Review: Two Distant Hearts

One-night stands usually allow for a story the morning after. But what happens when a intimate encounter by two unlikely parties spirals out of control? In Shannon Murdoch’s Virus Attacks Heart, part of the 2014 Planet Connections Festival, we watch the aging Beatrice and youthful Jamie as they weave through a passionate night together. When the encounter leads to one in the hospital, lives are changed and hearts are shattered.

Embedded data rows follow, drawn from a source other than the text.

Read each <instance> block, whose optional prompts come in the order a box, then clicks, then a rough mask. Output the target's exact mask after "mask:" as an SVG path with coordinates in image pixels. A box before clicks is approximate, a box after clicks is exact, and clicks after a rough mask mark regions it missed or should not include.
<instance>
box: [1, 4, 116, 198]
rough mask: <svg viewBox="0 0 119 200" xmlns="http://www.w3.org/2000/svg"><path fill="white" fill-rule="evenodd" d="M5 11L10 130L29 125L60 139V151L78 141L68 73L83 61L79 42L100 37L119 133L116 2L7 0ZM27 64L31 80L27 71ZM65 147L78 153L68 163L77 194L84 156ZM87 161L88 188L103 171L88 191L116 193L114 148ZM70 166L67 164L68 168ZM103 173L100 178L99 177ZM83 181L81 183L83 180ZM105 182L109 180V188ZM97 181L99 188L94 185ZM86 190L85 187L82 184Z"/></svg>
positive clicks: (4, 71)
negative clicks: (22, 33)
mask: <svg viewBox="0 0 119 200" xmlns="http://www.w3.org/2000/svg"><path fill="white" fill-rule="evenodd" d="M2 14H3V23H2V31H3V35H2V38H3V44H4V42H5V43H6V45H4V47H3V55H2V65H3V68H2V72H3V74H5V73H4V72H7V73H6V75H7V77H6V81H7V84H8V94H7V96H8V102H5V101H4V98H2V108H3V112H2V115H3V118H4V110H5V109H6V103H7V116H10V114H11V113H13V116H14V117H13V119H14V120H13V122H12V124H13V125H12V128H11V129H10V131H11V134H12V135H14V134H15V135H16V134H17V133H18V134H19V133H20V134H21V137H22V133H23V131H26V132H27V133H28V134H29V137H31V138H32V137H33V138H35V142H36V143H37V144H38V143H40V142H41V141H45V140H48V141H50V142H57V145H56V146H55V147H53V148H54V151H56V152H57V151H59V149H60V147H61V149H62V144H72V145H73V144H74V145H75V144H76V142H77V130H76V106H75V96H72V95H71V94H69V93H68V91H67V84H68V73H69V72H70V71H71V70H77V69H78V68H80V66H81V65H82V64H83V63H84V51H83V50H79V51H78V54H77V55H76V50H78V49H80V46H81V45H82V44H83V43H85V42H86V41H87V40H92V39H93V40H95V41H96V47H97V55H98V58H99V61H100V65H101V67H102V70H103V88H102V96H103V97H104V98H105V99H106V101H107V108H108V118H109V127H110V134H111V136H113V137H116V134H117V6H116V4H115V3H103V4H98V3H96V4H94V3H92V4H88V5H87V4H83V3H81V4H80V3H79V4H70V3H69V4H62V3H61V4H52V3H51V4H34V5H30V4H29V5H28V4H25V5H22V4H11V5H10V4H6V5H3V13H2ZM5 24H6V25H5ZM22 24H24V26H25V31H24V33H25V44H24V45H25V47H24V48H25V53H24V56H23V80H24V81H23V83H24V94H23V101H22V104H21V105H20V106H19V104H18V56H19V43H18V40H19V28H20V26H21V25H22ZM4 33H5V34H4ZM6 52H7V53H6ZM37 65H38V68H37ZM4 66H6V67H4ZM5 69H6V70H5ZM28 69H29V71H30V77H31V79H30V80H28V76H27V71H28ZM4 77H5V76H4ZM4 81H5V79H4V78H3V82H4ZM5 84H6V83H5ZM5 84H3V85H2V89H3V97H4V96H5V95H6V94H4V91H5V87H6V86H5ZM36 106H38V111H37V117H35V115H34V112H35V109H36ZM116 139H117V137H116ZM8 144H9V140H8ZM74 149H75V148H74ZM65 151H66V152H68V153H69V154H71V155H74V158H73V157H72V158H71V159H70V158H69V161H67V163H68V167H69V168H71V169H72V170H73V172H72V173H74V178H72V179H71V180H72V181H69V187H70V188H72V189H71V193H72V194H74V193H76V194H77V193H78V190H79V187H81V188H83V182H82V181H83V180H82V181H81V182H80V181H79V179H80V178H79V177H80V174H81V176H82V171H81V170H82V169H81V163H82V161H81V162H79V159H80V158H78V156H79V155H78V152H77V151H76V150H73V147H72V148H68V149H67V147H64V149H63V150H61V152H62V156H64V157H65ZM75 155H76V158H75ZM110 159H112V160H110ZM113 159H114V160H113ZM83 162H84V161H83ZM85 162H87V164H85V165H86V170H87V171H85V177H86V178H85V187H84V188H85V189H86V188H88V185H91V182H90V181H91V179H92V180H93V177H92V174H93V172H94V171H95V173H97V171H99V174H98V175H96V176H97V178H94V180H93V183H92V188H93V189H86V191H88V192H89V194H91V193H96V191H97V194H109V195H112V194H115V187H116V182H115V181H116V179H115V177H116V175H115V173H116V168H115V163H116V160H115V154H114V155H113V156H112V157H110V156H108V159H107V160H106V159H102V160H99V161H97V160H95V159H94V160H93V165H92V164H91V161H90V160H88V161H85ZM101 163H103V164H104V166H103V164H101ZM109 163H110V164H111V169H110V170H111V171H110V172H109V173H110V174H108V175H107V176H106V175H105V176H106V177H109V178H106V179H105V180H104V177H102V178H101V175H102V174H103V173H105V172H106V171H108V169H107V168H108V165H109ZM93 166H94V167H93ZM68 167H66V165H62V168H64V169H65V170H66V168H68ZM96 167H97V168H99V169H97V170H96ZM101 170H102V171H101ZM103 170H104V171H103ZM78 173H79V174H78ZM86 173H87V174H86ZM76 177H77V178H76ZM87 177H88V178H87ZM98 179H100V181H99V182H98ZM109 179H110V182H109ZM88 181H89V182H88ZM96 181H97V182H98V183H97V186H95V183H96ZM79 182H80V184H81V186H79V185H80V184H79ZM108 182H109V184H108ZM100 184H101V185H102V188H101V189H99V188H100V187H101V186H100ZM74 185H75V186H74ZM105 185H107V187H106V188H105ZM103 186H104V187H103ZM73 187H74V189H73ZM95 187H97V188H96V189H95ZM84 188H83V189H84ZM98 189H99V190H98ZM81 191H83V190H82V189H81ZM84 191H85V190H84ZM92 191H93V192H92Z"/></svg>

Murdoch’s play is filled with poetry. Her words are rich with imagery, allowing for some beautiful moments and monologues. In the world of the play that borders between natural and poetic, the majority of these monologues occur while Jamie or Beatrice is alone on stage, while the other is in another room. It’s an interesting concept to explore. Are the words you speak with a barrier between entirely truthful or does the fact that the other’s presence is missing alter what you say? In a play about intimacy, lacking a scene partner is a big challenge.  From an exploration standpoint, watching two strangers engage in this was fascinating to watch, however from an acting vantage, both actors seemed to struggle and get lost in making it work. With the monologues pretty much front-loaded in the script, the pacing started off gradual. Additionally, the play is told non-linearly. Attempting to figure out the timeline of the play was quite difficult which truly affected the arcs of the characters. These two strangers are “whiney” in their own respect, but caring about Beatrice’s story is hard to do, especially when her vulnerability comes out toward the end. Since the structure is set up the way it is, as we move toward the end, there are many false endings, or moments that would make for a beautiful ending. With that in mind, the additional scenes after these false endings truly don’t propel the characters forward any further.
As Beatrice and Jamie respectively, Gina LeMoine and Luke Wise ease into their parts. LeMoine’s Beatrice is sensible yet yearns for any connection, especially from Wise’s smart beyond his years Jamie. Jamie’s naivety shines through in his moments of pain. However, for a play about connection, or lack there of, their moments together were often erratic, partially due to the nature of the non-linear format. 
Director Brian Gillespie used simplicity to his advantage. In his staging, the multi-locational play was suggested by pieces, including the clever removable lampshade turned IV drip bringing us to bedroom to hospital room. One of the most beautiful moments of the play was Beatrice’s bus monologue. Combined with Murdoch’s gorgeous words and Gillespie’s ingenious staging, LeMoine recreated a bus and its passengers with liquor bottles, highlighting Murdoch’s imagery.
For a play that explores the connection of humans, Virus Attacks Heart is just another play, but what sets this script apart is Shannon Murdoch’s words. With a fine-tuning of the timeline, Virus Attacks Heart will be an even more beautiful piece.